Unlike other targets for DBS, the ANT cannot be well defined by microelectrode recordings alone; and therefore necessitates clear visualization and direct targeting.[7] In the SANTE trial, as well as in prior reports, DBS electrodes were placed into the anterior nucleus of the thalamus (ANT) using direct targeting [5,8]. Furthermore, precise targeting relies on visualization of the mammilothalamic tract, external medullary lamina, and internal medullary lamina, which bound the ANT [7,8]. While recent studies have illustrated these structures clearly in high-channel MRI acquisitions and Short-TI Inversion Recovery (STIR) sequences [7,9], they are not consistently well demarcated on all clinical MRI platforms.
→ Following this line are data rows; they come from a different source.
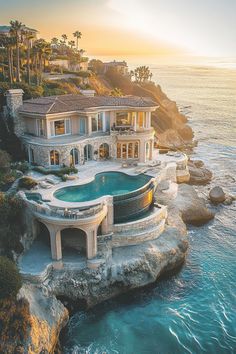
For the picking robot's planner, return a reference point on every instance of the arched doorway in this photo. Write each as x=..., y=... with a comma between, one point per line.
x=54, y=158
x=74, y=242
x=104, y=151
x=88, y=150
x=147, y=151
x=43, y=235
x=74, y=157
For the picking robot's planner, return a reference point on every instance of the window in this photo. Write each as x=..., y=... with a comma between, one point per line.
x=136, y=150
x=118, y=151
x=140, y=119
x=54, y=158
x=60, y=127
x=123, y=118
x=97, y=123
x=127, y=150
x=130, y=150
x=40, y=127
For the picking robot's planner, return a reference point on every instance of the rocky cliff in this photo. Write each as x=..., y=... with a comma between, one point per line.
x=172, y=130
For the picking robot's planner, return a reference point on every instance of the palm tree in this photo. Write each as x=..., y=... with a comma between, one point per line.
x=28, y=36
x=71, y=44
x=42, y=51
x=16, y=31
x=8, y=43
x=64, y=37
x=54, y=41
x=77, y=35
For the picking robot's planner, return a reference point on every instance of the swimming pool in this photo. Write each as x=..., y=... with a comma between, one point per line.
x=105, y=183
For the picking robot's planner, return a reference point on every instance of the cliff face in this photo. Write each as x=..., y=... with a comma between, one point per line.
x=170, y=125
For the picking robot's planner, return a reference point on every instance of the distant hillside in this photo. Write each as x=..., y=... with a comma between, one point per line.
x=170, y=125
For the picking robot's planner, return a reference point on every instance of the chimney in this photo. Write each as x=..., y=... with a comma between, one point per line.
x=14, y=98
x=88, y=93
x=14, y=101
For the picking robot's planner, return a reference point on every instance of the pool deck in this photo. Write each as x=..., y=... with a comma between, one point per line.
x=87, y=172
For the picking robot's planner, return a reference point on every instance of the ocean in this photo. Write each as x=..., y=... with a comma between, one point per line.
x=193, y=311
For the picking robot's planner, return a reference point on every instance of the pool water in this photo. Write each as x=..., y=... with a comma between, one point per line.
x=106, y=183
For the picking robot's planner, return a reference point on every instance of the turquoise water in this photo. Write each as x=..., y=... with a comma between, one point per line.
x=106, y=183
x=194, y=311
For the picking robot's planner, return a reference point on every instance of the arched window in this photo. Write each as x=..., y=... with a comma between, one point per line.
x=88, y=152
x=54, y=158
x=104, y=151
x=136, y=150
x=118, y=151
x=74, y=157
x=147, y=151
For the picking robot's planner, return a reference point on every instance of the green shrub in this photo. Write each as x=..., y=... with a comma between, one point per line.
x=27, y=183
x=22, y=166
x=11, y=223
x=5, y=161
x=10, y=278
x=15, y=323
x=59, y=172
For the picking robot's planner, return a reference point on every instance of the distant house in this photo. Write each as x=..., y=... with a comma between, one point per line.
x=67, y=64
x=5, y=30
x=120, y=66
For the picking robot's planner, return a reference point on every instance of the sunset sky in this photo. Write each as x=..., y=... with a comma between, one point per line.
x=138, y=27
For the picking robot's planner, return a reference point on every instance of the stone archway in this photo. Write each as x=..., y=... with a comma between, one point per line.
x=43, y=234
x=74, y=241
x=104, y=151
x=74, y=157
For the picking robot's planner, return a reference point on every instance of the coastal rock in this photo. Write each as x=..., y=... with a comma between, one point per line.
x=192, y=208
x=199, y=174
x=48, y=317
x=131, y=267
x=217, y=195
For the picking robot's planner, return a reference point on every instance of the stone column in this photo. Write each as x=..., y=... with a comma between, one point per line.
x=110, y=214
x=89, y=125
x=104, y=226
x=91, y=243
x=55, y=240
x=104, y=122
x=135, y=121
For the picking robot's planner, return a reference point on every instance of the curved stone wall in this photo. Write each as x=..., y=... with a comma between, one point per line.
x=132, y=206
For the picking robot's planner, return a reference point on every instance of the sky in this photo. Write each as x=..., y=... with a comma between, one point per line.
x=133, y=27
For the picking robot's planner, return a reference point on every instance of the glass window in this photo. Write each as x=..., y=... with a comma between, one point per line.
x=54, y=158
x=130, y=150
x=99, y=121
x=59, y=126
x=124, y=151
x=123, y=118
x=118, y=151
x=94, y=124
x=136, y=150
x=141, y=119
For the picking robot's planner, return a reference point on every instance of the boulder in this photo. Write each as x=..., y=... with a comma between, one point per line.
x=199, y=174
x=217, y=195
x=192, y=208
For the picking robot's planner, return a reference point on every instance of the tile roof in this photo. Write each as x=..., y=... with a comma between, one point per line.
x=72, y=103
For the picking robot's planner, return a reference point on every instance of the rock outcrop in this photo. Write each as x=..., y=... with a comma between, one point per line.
x=199, y=174
x=131, y=267
x=191, y=208
x=170, y=125
x=48, y=317
x=217, y=195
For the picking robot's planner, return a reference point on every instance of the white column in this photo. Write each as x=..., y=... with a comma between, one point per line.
x=135, y=121
x=104, y=122
x=55, y=240
x=89, y=125
x=149, y=120
x=91, y=243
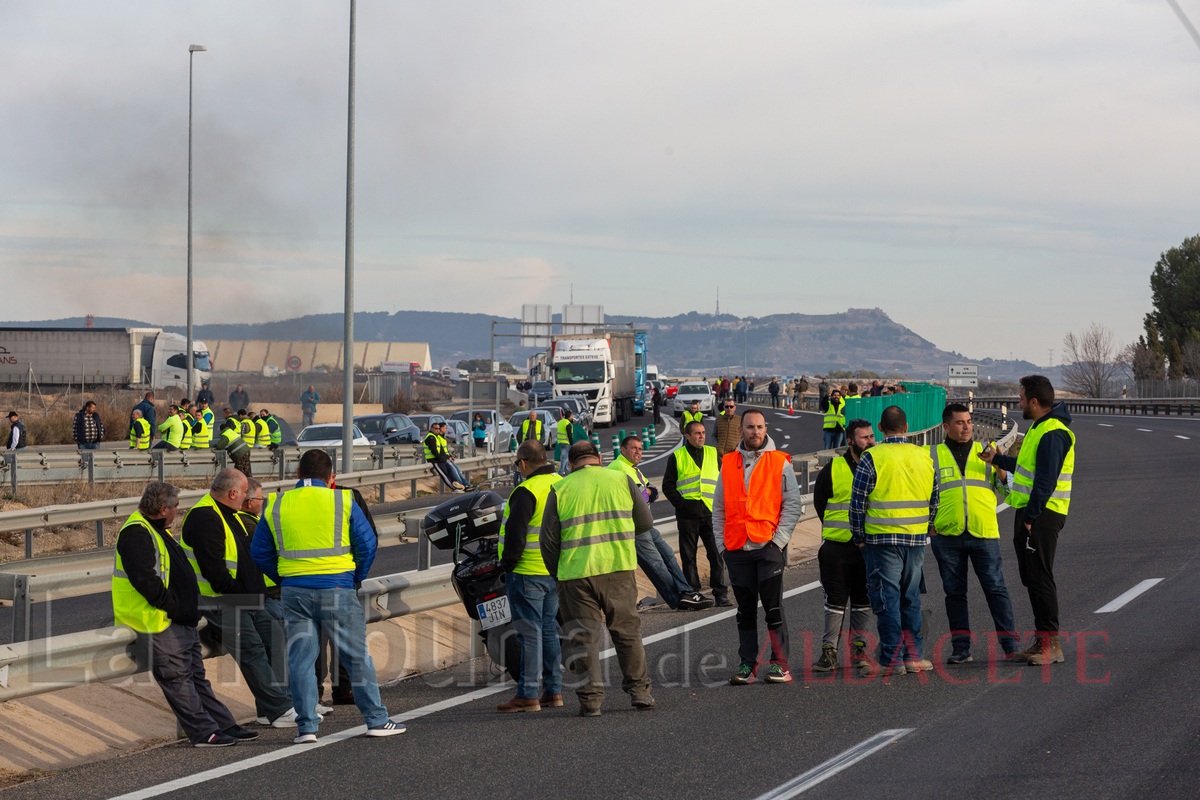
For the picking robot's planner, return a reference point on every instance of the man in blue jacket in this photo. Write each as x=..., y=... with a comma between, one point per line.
x=318, y=588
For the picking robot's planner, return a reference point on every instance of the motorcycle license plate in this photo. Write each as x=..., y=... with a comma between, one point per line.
x=493, y=612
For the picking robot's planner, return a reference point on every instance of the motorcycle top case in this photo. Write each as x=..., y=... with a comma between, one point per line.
x=480, y=515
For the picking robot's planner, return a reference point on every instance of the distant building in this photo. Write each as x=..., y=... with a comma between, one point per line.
x=228, y=355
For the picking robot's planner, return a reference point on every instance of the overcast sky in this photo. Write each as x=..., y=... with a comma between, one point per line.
x=991, y=174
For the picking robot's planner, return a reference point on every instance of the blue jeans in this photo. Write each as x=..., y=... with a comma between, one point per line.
x=534, y=602
x=952, y=554
x=337, y=613
x=659, y=564
x=893, y=584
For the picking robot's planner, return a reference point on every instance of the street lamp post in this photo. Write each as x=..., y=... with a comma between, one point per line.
x=189, y=359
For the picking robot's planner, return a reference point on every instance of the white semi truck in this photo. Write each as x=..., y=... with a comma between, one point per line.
x=599, y=366
x=142, y=358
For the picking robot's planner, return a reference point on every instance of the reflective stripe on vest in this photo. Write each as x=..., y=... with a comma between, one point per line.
x=966, y=503
x=130, y=607
x=311, y=527
x=595, y=513
x=531, y=558
x=904, y=485
x=697, y=482
x=1026, y=464
x=834, y=416
x=207, y=501
x=835, y=525
x=753, y=515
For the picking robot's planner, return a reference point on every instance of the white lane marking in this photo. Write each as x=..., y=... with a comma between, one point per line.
x=1129, y=595
x=425, y=710
x=835, y=764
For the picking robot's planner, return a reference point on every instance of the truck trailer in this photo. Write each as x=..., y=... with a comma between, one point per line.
x=138, y=358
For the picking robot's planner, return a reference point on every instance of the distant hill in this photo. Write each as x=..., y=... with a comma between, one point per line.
x=859, y=338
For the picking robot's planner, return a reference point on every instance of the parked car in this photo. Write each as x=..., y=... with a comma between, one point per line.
x=695, y=391
x=490, y=419
x=328, y=435
x=388, y=428
x=579, y=405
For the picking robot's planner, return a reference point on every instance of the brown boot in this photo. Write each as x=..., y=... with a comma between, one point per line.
x=519, y=704
x=1048, y=655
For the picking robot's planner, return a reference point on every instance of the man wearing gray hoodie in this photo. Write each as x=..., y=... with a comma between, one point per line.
x=755, y=510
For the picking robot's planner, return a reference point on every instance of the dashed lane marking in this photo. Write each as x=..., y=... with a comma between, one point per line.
x=1122, y=600
x=838, y=763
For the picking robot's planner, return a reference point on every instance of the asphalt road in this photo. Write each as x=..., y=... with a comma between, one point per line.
x=90, y=612
x=1117, y=720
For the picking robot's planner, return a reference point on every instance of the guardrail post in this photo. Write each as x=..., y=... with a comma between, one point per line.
x=21, y=609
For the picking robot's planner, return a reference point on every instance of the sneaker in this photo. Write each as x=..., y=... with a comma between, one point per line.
x=828, y=660
x=777, y=674
x=519, y=704
x=1048, y=655
x=388, y=728
x=216, y=740
x=743, y=675
x=694, y=602
x=286, y=720
x=240, y=734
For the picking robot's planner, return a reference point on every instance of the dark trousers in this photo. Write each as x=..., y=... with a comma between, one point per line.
x=175, y=662
x=759, y=576
x=691, y=533
x=603, y=601
x=250, y=635
x=1035, y=559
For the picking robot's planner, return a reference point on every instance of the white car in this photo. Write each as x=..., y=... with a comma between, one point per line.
x=695, y=391
x=328, y=435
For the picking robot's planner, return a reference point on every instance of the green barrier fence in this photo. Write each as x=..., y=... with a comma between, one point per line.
x=923, y=405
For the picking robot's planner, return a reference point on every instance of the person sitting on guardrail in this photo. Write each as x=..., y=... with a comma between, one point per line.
x=318, y=576
x=155, y=593
x=217, y=547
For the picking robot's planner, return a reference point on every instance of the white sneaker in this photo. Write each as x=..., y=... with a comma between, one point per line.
x=286, y=720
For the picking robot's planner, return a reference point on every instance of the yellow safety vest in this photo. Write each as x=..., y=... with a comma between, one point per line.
x=531, y=558
x=697, y=482
x=139, y=434
x=207, y=501
x=904, y=486
x=595, y=512
x=834, y=417
x=311, y=527
x=130, y=607
x=1026, y=464
x=965, y=501
x=835, y=525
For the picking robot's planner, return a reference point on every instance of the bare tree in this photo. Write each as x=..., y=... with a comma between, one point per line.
x=1090, y=361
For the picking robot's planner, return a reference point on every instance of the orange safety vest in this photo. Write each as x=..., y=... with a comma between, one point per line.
x=753, y=516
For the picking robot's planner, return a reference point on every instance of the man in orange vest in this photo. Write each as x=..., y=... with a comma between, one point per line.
x=755, y=509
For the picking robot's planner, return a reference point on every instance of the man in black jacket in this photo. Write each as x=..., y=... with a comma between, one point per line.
x=213, y=531
x=695, y=515
x=175, y=660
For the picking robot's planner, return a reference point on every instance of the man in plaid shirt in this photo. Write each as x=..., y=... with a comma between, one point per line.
x=892, y=507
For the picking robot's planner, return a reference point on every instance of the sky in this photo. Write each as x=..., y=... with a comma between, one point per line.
x=993, y=174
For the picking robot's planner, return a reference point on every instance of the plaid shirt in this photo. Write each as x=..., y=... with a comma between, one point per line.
x=863, y=485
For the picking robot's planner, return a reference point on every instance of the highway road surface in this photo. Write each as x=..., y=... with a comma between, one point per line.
x=1117, y=720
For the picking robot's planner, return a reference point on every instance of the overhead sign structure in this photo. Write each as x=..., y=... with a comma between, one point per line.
x=963, y=374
As a result, electrode placement depends solely on targeting based on relative location within the thalamus and comparisons to the Schaltenbrand and Wahren atlas. Such an approach is suboptimal because of the high degree of variation in thalamic anatomy between patients and the lack of consistency in its location in the AC-PC coordinate system [7].

Variations in thalamic size and shape have been well documented. First of all, thalamic volume is known to decrease with age; but more importantly, this atrophy disproportionately affects the medial and anterior portions of the thalamus [10]. Given known thalamocortical connections, concurrent atrophy of the frontal lobes, temporal lobes, and region of the ANT is understandable. More importantly for the patient population of interest, a number of studies have demonstrated that patients with epilepsy experience thalamic atrophy [11] and that this atrophy is more pronounced on the side ipsilateral to seizure onset in patients with temporal lobe epilepsy [12] and occurs in a time-dependent fashion relative to the duration of disease. Pathway-specific deafferentation also occurs and results in atrophy of frontocentral and limbic cortices, which is significantly greater than that seen with aging alone [13,14]; and atrophy specifically of the ipsilateral anterior thalamus has been described in patients with chronic refractory mesial temporal lobe epilepsy [15].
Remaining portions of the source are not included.